Cryptographically random numbers

Tue Mar 7 19:45:09 EST 2006

Paul Rubin wrote:
> "Tuvas" <tuvas21 at gmail.com> writes:
> 
>>I've actually done the tests on this one, it's actually faster to use
>>the += than a list, odd as it may sound. 
> 
> 
> Frederik explained the reason; there's an optimization in Python 2.4
> that I'd forgotten about, for that specific case.  It's not in earlier
> versions.  It's a bit fragile in 2.4:
> 
>   a = ''
>   for x in something:
>     a += g(x)
> 
> is fast, but if a is aliased, Python can't do the optimization, so 
> 
>   a = ''
>   b = a
>   for x in something:
>     a += g(x)
> 
> is slow.  

Is this really true? After the first time through the loop, 'a' won't be 
aliased any more since strings are immutable.
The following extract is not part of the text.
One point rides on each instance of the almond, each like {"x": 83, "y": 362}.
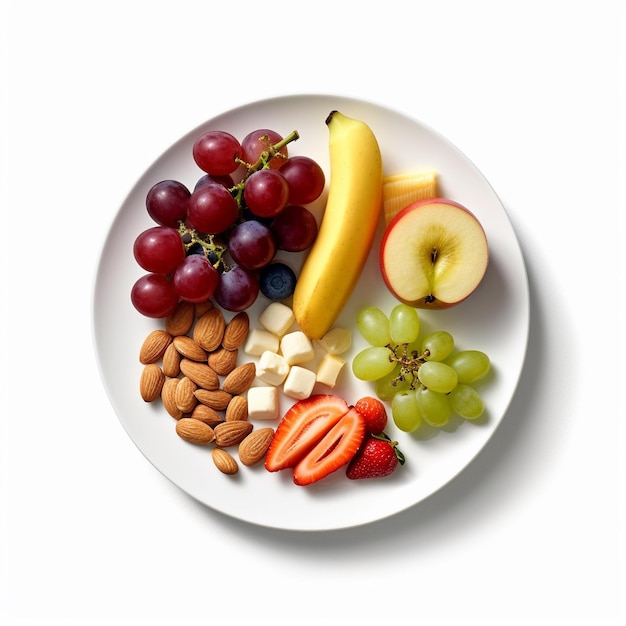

After that the loops 
should be equivalent. I tried this out to see if I could see a timing 
difference, in case I was missing something, with Python 2.4.1, the 
following two snippets timed essentially the same for N up to 2**20 (I 
didn't try any higher):

def concat1():
     a = ''
     for x in ' '*N:
         a += x
     return a

def concat2():
     a = ''
     b = a
     for x in ' '*N:
         a += x
     return a

Regards,

-tim

> Figuring out which case to use relies on CPython's reference
> counting storage allocator (the interpreter keeps track of how many
> pointers there are to any given object) and so the optimization may
> not be feasible at all in other implementations which use different
> storage allocation strategies (e.g. Lisp-style garbage collection).
> 
> All in all I think it's best to use a completely different approach
> (something like StringBuffer) but my effort to start a movement here
> on clpy a couple months ago didn't get anywhere.